PARKLAND – Even with two weeks of hindsight, the Pacific Lutheran swim team's historic season and dominant performance at the Northwest Conference championship meet continues to inspire awe at the achievement and excitement for the future.
"Of all the cheering and yelling that was going on behind the coaches all weekend, one of the most common comments we heard was 'Holy Cow!" because of how well the team was doing and how so many of us were blowing away our expectations, over and over again," PLU head coach Matt Sellman recalled from the championship meet.
To be fair, even the greatest optimist couldn't have expected PLU to perform as well as the Lutes did all season, particularly at the conference meet. The Lutes wrapped the year with 21 new school records, tying for the most ever set in one season. They claimed eight event championships at the conference meet, including a sweep of all five women's relays. One season after the Lutes won their first women's NWC championship since 1996 with a two-point win that came down to the meet's final event, PLU left no questions this year.

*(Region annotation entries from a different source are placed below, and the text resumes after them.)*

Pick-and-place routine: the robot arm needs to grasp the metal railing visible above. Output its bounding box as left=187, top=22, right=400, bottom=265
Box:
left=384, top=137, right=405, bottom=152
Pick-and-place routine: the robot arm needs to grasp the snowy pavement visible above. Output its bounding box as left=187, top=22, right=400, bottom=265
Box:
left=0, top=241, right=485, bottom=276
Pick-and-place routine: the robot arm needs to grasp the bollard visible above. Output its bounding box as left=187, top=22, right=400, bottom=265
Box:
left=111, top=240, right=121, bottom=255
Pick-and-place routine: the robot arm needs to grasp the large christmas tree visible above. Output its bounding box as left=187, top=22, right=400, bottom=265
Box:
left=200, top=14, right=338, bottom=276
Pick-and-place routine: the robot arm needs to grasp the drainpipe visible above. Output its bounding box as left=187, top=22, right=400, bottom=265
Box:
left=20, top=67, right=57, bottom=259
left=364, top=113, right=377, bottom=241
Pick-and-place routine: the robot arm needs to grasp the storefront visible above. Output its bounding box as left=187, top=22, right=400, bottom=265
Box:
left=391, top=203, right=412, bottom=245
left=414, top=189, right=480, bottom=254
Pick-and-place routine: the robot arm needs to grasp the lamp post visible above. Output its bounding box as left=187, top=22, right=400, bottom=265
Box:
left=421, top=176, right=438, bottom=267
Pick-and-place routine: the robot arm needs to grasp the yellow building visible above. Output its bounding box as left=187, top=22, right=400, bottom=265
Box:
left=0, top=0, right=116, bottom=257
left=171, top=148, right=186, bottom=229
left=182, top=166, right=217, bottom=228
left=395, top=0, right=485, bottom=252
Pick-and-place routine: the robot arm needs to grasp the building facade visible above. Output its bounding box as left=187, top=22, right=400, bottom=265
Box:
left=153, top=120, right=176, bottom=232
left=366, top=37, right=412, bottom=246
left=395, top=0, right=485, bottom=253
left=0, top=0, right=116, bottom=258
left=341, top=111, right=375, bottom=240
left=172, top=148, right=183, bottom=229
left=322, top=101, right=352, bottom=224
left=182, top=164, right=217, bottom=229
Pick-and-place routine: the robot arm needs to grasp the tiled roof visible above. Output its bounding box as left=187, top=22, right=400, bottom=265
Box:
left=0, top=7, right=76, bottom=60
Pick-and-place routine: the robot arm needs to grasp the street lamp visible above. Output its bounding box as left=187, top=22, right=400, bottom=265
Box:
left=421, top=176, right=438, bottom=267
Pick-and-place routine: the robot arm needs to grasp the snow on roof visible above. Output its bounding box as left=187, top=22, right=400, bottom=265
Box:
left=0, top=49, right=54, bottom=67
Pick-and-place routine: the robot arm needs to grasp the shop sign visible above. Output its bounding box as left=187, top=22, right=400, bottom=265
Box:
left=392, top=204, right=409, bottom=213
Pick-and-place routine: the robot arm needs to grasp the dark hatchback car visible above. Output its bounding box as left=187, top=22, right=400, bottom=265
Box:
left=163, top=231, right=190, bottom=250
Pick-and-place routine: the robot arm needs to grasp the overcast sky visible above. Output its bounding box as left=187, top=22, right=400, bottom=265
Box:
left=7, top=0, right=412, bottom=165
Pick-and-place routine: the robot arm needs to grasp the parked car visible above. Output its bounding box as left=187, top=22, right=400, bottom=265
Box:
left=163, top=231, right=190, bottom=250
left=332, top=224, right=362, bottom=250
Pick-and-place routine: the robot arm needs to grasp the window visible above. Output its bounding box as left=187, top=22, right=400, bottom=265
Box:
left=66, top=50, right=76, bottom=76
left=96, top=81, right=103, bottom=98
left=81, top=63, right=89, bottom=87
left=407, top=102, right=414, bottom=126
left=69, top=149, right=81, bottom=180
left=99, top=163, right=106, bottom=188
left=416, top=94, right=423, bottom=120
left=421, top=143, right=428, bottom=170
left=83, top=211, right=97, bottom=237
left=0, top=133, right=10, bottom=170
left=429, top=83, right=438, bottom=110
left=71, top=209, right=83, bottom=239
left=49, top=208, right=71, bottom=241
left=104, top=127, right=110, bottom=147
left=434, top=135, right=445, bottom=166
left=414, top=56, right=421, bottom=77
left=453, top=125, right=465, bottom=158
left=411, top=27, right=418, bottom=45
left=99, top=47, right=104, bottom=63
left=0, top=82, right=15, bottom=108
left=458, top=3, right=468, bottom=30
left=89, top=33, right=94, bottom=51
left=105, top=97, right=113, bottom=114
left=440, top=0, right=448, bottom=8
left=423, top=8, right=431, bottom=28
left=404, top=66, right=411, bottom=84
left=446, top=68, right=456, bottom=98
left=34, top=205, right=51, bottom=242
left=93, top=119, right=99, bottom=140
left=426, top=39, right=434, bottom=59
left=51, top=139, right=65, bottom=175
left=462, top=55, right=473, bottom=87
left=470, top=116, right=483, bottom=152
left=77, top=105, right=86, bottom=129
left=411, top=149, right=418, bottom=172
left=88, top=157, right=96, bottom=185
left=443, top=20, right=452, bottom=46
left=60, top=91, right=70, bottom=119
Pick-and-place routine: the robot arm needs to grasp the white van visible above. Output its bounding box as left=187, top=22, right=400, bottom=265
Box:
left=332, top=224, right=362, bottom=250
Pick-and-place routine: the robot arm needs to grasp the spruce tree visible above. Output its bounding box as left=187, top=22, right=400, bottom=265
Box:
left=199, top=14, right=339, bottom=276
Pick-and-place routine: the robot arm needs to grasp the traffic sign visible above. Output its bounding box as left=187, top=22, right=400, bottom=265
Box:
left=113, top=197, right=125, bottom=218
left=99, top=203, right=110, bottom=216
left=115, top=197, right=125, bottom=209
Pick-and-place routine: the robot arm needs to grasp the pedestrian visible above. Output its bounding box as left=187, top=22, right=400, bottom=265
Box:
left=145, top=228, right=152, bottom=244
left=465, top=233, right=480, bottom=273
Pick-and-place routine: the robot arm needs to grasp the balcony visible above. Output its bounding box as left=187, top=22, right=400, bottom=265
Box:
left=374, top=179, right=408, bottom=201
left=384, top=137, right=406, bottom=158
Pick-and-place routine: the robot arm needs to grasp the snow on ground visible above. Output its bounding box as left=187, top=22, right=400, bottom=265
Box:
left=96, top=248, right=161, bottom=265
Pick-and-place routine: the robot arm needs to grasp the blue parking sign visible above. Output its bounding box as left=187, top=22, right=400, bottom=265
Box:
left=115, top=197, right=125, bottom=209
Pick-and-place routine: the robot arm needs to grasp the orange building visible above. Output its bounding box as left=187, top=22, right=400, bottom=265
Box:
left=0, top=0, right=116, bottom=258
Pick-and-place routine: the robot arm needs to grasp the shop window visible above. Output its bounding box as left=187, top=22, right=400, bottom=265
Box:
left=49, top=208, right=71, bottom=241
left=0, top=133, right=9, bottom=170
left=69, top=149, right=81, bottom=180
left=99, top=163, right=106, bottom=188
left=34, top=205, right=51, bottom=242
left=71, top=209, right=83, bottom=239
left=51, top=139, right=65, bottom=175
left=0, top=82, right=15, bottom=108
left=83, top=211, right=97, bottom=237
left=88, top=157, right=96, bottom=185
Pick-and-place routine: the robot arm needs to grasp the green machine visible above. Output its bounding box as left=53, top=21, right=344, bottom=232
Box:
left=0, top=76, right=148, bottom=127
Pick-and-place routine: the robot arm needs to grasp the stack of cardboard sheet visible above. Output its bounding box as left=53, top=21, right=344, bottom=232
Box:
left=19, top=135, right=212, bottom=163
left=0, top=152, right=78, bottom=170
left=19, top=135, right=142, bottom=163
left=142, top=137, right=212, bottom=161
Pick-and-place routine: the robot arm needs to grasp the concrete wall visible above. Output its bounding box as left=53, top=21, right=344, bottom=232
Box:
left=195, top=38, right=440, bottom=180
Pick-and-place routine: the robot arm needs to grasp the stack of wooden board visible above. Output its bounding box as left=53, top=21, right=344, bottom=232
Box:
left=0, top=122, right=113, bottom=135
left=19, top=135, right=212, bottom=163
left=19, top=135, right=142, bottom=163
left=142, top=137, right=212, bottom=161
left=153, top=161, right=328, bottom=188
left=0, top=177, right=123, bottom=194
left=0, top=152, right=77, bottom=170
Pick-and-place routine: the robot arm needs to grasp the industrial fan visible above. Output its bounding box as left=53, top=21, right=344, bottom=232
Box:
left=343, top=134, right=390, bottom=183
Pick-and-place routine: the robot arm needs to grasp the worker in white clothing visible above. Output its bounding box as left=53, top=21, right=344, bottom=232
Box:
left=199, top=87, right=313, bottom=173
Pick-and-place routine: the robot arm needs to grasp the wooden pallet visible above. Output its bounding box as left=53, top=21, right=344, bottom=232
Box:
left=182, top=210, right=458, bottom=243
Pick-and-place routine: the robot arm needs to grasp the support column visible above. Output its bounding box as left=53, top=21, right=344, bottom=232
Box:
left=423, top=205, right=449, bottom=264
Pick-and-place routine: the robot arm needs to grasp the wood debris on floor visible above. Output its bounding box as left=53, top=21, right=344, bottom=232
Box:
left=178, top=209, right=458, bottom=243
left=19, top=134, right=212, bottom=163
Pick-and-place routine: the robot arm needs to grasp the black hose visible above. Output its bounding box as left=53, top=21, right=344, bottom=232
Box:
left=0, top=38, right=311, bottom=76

"Even though we won the conference championship last year, we entered this season feeling like we left some things undone last year and wanting to prove we weren't a fluke, that we were a force to be reckoned with and will continue to be," Sellman said. "We wanted to 'Leave No Doubt,' and we did just that all season, and especially at the championships."
The PLU women scored 779 points at the championship meet – the most by an NWC team since 2011 – to finish 255 points ahead of second-place Whitman. That capped a season that saw the Lute women defeat Whitworth during the dual season for the first time in 19 years as PLU posted an undefeated women's dual record. The Whitworth meet was the closest, but PLU outscored the Pirates 31-5 in the final two events to turn a close race into an emphatic 118-87 home win back in January. Meanwhile the men's team only lost two duals all season and finished third at the conference meet.
"The entire season really built to the championship weekend," Sellman said. "As a team, we were on-point all year: we were focused and outswam our expectations in almost every meet. The women went undefeated and made what could have been close meets into big wins, and the men built all year to peak at the right time."
And peak at the right time, the Lutes did. PLU had 34 of 35 eligible swimmers score at the NWC meet, with 89 percent of preliminary round swims qualifying Lutes for finals competition. The three-day conference meet saw 88 program top-10 times, while PLU totaled 101 top-10 times during the season, and 86 percent of PLU swims during the championship meet counted as personal-bests for the athletes. While the teams are scored separately, the combined men's and women's NWC point total of 1,300.5 was the highest of the meet, earning PLU the unofficial honor of top program in the conference.
"The energy that we had on deck and as we cheered was incredible and really fueled much of what we were doing in the water," Sellman said. "The culture and attitude we have cultivated within the team is so powerful. We expect to be successful; we understand what it takes to earn that success; and we love seeing each other achieve that success. When you have 45 people working together towards common team and individual goals, with confidence and a little swagger, good things happen."
Lute swimmers claimed a conference-high 90 All-NWC honors, with 37 first-team and 53 second-team honors between the men's and women's squads. Shanell Sullenberger, Michelle Hogan and Melissa Dean each compiled seven all-conference performances to lead the women's team, while Joseph Bowley and Brian Ruggles each tallied six all-NWC swims to lead the men. Out of 10 relays, nine earned all-conference honors – including the five first-team honors for the women – an accomplishment that Sellman believes speaks highly to the priorities of his team.
"The fact that we did so well in our relays says a lot about the mindset of this team: that 'TEAM' matters, and when we are swimming for our team, then not much can hold us back," Sellman said.
Completing his fifth year leading the swimming program at his alma mater, Sellman became the first coach in conference history to be named NWC Women's Swimming Coach of the Year in three consecutive seasons. The Lute women have climbed from a sixth-place conference finish in Sellman's first season to the team's first back-to-back conference titles since the 1992 team closed out an astounding run of 11 straight titles. The PLU men have not placed lower than fourth in the conference in Sellman's five seasons, with a trio of top-three finishes.
And the Lutes are just as successful in the classroom. Both PLU squads received College Swimming Coaches Association of America (CSCAA) Team Scholar All-America recognition for fall 2014, marking the fourth straight year receiving the honor for the Lute women and the second straight year for the men.
"We've been on such a wave of momentum these past few years," Sellman said. "We have worked so hard to develop a culture and mindset within the program that creates holistic and long-term success, and we are now excelling in every area: as athletes, as students and, most importantly, as excellent teammates and leaders. I am so proud and impressed with what we are as a team and a program."
While PLU's 2014-15 season was historic in every sense of the word, it was also simply the next step in a three-year run of improvement that has seen the Lutes raise the bar every season while setting nearly 60 school records during that stretch. And there's no reason to expect that progression to stop anytime soon.
"I really think we are just breaking the surface and will continue to get better and be a strong and proud team for a long time," Sellman said.